Le Hirak : un mouvement de fond
Cela fait plus de 26 vendredis que les Algériennes et les Algériens marchent pacifiquement et avec constance pour un changement radical de régime. La détermination, la force et la clarté des revendications exprimées par les manifestantes et les manifestants dans les différentes régions du pays tranchent avec une certaine confusion dans le domaine de la politique « institutionnelle ».
Après la profusion de propositions de « sortie de crise » des premiers mois, une décantation s’opère depuis juin, même si le régime tente d’entretenir la confusion. Deux grands pôles émergent de cet ensemble d’associations, de syndicats et de partis politiques – tous actifs avant février 2019. Le premier pôle assume une rupture claire avec le régime ; l’autre s’affiche en faveur des revendications populaires mais a du mal à s’émanciper du cadre conceptuel dessiné par le régime et de l’idée de la cooptation par l’armée.

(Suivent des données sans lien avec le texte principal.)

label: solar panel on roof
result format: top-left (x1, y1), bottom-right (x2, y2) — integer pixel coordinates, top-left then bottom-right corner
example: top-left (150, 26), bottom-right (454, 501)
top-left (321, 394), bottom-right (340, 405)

D’un côté, il y a ceux qui refusent tout dialogue avec le régime dans un climat d’étouffement des libertés, n’acceptant pas l’organisation d’une élection présidentielle « dans le cadre du système actuel ». Ces partis, associations et syndicats réclament une période de transition indépendante du régime pour aboutir à un « processus constituant souverain »[1], ou « l’élection d’une Assemblée constituante chargée d’élaborer la nouvelle Constitution »[2] afin de mettre en place un « État de droit démocratique et social », ou une « République démocratique et sociale ».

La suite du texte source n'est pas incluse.